Lana-Lee nodded. ‘Do you know, this morning is the first time I’ve been allowed up with him? I hope Adam doesn’t only allow me to fly with him when he’s celebrating.’
I laughed, as I watched the Rutan, tiny now against the cumulus clouds skudding across the sun, bank steeply to start what I guessed would be a high speed run across the strip, before proceeding out to sea to hug the coast to Lyme Regis and back.
‘He must have felt that he would never ever feel the freedom of flight again,’ I said, and Lana-Lee came nearer and grasped my hand.
‘He wouldn’t have, if it hadn’t been for you, Peter.’
‘Oh, the police would have discovered their error, sooner or later. Inspector Blake reckons Lavinia was so tired of lying that she would have eventually given herself up without any pressure.’
‘How long is “eventually”? It could have been a lifetime.’ She squeezed my hand. ‘Anyway, Peter, we owe you a hell of a lot. I wish you would let us repay you properly, instead of just settling for a holiday.’

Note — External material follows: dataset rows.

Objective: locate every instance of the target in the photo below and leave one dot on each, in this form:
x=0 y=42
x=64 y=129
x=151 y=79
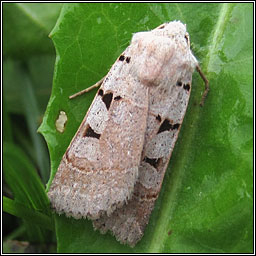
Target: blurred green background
x=207 y=196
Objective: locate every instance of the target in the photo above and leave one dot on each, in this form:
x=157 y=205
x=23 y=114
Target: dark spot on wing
x=152 y=161
x=167 y=126
x=128 y=59
x=89 y=132
x=175 y=126
x=158 y=117
x=118 y=98
x=107 y=99
x=121 y=58
x=186 y=37
x=100 y=92
x=179 y=83
x=186 y=87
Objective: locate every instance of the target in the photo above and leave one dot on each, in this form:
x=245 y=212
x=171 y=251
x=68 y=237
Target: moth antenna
x=207 y=88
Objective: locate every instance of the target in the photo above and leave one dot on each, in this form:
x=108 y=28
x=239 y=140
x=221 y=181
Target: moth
x=114 y=167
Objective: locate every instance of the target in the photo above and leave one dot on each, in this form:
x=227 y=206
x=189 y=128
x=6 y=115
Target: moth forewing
x=168 y=101
x=100 y=167
x=114 y=167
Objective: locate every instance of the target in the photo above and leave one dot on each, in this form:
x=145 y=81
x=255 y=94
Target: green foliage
x=27 y=77
x=206 y=202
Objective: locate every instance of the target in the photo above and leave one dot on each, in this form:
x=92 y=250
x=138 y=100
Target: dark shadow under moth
x=114 y=167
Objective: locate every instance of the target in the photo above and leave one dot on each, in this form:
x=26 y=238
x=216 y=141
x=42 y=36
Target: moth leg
x=87 y=89
x=207 y=88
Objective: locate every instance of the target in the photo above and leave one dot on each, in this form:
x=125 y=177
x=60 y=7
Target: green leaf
x=22 y=211
x=27 y=189
x=26 y=27
x=19 y=78
x=206 y=202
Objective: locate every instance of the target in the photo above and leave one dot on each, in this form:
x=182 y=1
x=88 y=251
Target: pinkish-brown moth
x=114 y=167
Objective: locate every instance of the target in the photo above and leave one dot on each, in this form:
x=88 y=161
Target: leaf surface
x=206 y=202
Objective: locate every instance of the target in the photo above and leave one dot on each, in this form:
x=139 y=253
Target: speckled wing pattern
x=100 y=167
x=167 y=106
x=113 y=170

‘But what a holiday,’ I smiled. ‘You don’t realise what a free trip to Hollywood and back with, no doubt, over-generous hospitality from your agent, Chester Austin, means to English folk like Arabella and me. We can’t wait to go west, ma’am.’ I tipped my forelock, as the Rutan sped across the grass strip in front of us and made off south-westwards towards the sea.
Lana-Lee looked at her Cartier watch that was as thin as a platinum crisp. ‘I hope he gets back when he said he would, otherwise we will be late for lunch. I’ve prepared something rather special as a surprise.’